Jestem tutaj nowa. 3 lata temu dowiedziałam się, że mam chorobę Hashimoto z niedoczynnością tarczycy. Endo przepisał mi Euthyrox, zaczynałam od 25 micgr, teraz zażywam 125 micr.
Dopiero na początku tego roku zaczęłam naprawdę interesować się moją chorobą. Zaczęła mi trochę doskwierać, zwłaszcza zwiększenie wagi, zmęczenie, senność i brak energii.
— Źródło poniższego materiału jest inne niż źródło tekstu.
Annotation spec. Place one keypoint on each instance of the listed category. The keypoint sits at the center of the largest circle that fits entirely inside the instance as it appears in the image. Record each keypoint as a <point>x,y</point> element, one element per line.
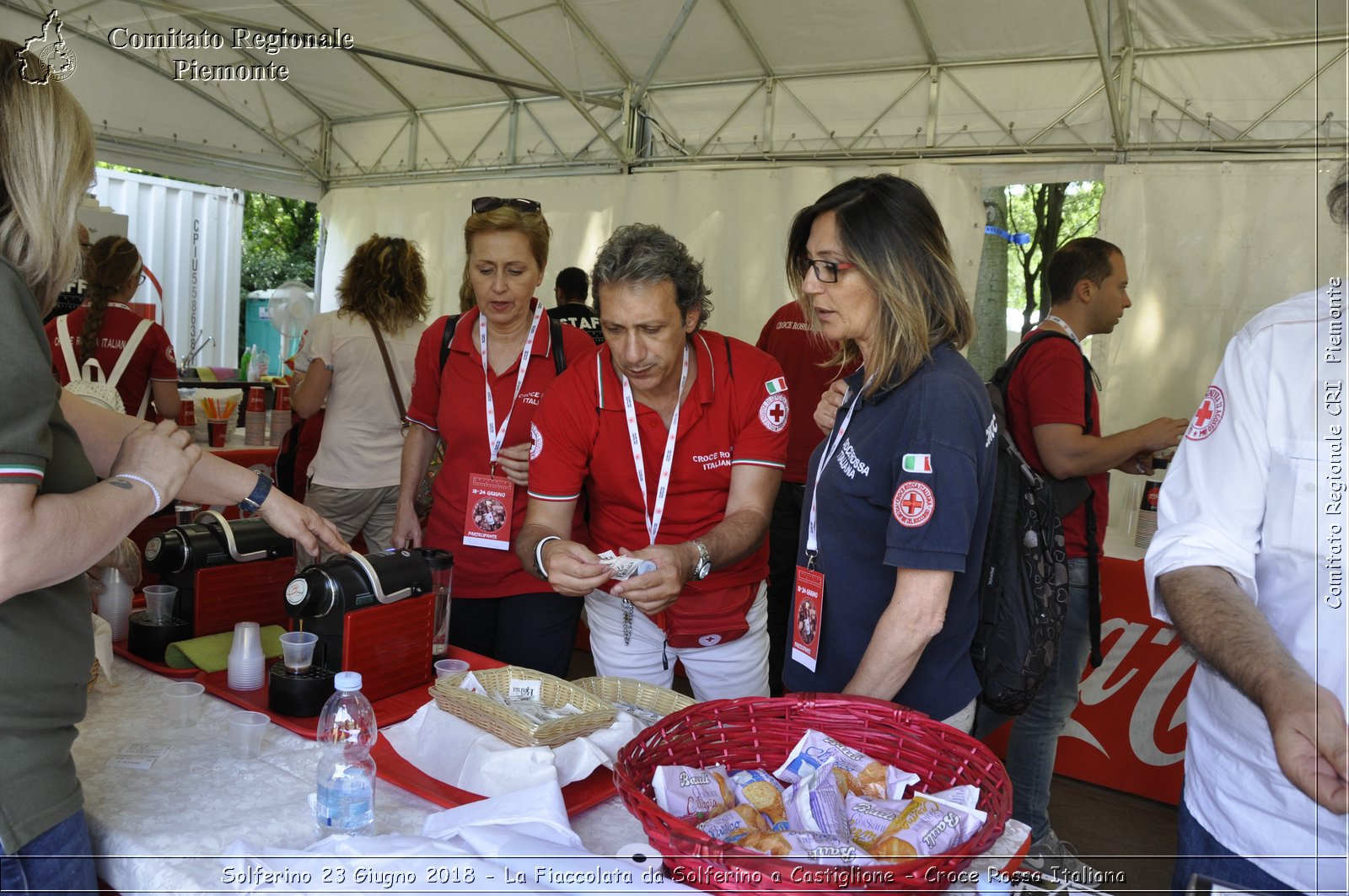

Podczytałam sobie inne forum, wprowadziłam suplementację (omega 3, selen, vit.C), ograniczyłam gluten i nabiał, zwłaszcza mleko i jego przetwory (a wcześniej moje główne źródło pożywienia).
W sierpniu tego roku zrobiłam test na nietolerancję pokarmową (na 46 produktów), wykluczyłam lub ograniczyłam składniki nietolerowalne. W sierpniu też byłam na dwutygodniowym turnusie z dietą warzywno-owocową pani dr D. Schudłam ponad 8 kg, czuję się dobrze, wróciła energia. Poziom TSH spadł do 0,85 (norma 0,35-4,94), co w przypadku Hashimotów, jest bardzo dobrym wynikiem. Niestety, wzrósł poziom p/ciał, co oznacza, że proces zapalny nie zmniejsza się i "zżera" mi tarczycę. I to mnie bardzo niepokoi, bo chciałabym podjąć konkretne kroki aby zastopować lub zmniejszyć stan zapalny i zachować choć odrobinę tarczycy. Pani dr zasugerowała test na nietolerancję pokarmową na więcej składników (270) i właśnie odebrałam wyniki.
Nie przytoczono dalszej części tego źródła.